Estaba durmiendo tan plácidamente, que no me apetecía despertarlo. Yo estaba en un rincón de la cama, odiándolo como solo se puede odiar a una persona con la que compartes todo y a la que conoces muy bien. Tal vez compartir todo era el requisito mínimo para conocer a una persona de verdad: la ducha, la despensa, el estéreo, el coche, el canario, la lavadora, el frigorífico, el periódico y hasta los libros.
Siempre odié compartir los libros.
Ya lo habíamos dejado dos veces, pero no sé cómo, siempre encontraba la manera de convencerme para que volviera con él. Creo que al haber compartido tanto juntos, el mundo se me hacía demasiado extraño sin él y por eso, como una cocainómana volvía a caer en sus redes, a sabiendas de que era un completo error.
Y eso era un problema, porque yo quería vivir mi vida y su existencia no me dejaba. Todo se desarrollaba casi linealmente, haciendo previsible cualquiera de sus acciones y, supongo, cualquiera de las mías. Un día todo se derrumbaba, la cuerda se estiraba demasiado, saltaban los goznes de las puertas. Nuestro dormitorio se inundaba de gritos, la casa de portazos, las cenas de silencios incómodos. Hasta el maldito canario compartido dejaba de cantar. Entonces yo hacía mi maleta –pues nunca me quedo en el lugar donde se origina una catástrofe, tengo la imperiosa necesidad de abandonar ese lugar; por eso, en una relación, es más probable que sea yo la que se vea de pronto en la calle, sin hogar-, mientras me llovían miles de reproches de su boca, de los que apenas podía ocultarme tras las gafas de sol.
Como pareja que era, sabía todos sus trapos sucios, hasta los que no me contaba y yo fingía no saber. Por ejemplo, sabía que hacía mucho que me engañaba. Le odiaba por ello, con todas mis fuerzas. A veces le miraba y tenía que apartar la vista, porque el rostro se me transfiguraba en una mueca de asco, imposible de borrar durante horas. Me evadía entonces con lectura, con películas, con sueños. Pero daba igual, le seguía odiando de todas formas. Una mañana me levanté y me di cuenta de que me había convertido en todo aquello de lo que había huido durante años.

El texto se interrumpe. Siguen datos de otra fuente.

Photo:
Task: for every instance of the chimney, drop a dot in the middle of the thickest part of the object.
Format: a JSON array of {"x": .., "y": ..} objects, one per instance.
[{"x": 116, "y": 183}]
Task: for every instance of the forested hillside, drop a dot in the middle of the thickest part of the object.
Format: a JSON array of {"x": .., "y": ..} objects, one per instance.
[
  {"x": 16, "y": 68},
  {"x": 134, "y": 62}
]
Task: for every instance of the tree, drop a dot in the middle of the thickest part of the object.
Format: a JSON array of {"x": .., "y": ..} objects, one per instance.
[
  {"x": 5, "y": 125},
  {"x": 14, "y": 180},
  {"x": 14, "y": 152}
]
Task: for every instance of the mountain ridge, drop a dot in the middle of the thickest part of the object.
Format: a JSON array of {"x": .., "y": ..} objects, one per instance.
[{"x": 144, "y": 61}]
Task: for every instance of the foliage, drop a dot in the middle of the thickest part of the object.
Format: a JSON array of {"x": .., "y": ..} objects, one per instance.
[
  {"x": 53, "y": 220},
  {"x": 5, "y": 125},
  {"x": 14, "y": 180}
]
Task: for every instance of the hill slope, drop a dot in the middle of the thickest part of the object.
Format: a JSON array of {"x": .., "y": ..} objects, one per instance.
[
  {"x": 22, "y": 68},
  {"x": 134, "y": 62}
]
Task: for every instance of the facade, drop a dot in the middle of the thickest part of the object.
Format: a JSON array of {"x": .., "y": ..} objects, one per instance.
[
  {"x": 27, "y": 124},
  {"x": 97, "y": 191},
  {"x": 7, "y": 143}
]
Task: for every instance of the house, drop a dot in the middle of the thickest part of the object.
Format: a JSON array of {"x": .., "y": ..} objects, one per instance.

Fue esa misma mañana en la que me desperté y él dormía plácidamente, y no había querido despertarlo mientras le odiaba desde un rincón del colchón. Así que me levanté procurando que no se diera cuenta y preparé café y galletas como todas las mañanas en la cocina. Le llevé el desayuno a la cama, sonriendo dulcemente, besándolo para que abriera los ojos y recibiera al nuevo día. Cuando terminamos de comer, me asomé al balcón y contemplé la escena de las nueve de la mañana. Él se acercó a mí por detrás y me rodeó la cintura. “¿Qué miras”, me preguntó. Yo no le dije nada, me deshice de su abrazo y lo situé a mi lado. Le señalé el sol: “Fíjate, el sol está precioso esta mañana”. Y fue entonces, cuando se puso en un extremo del balcón cuando me agaché, lo cogí por los pies y lo tiré desde nuestro sexto piso. El grito fue estremecedor.
Cuando miré hacia abajo, tenía los sesos esparcidos por la calzada y un charco de sangre comenzaba a formarse. Era un cuadro casi artístico con cierto aire místico. ¿Así habría quedado Lucifer de no tener alas, estrellado contra el suelo, como un verdadero ángel caído?
La policía me hizo varios interrogatorios que supe dirigir fácilmente, adoptando el papel de mujer incomprendida cuya pareja era un infeliz que se había suicidado. Nunca se me dio bien llorar, pero en esa ocasión, las lágrimas brotaron con una facilidad pasmosa.
Yo era una psicópata, pero me daba igual. Ahora era una psicópata libre. Como él estaba muerto, la posibilidad de volver junto a él de nuevo ya no existía. Así que me dediqué a destruir toda huella suya de mi casa quemando las fotos, regalando su ropa y sus libros.
Por fin estaba sola con la ducha, la despensa, el estéreo, el coche, el canario, la lavadora, el frigorífico, el periódico y, por supuesto, mis libros.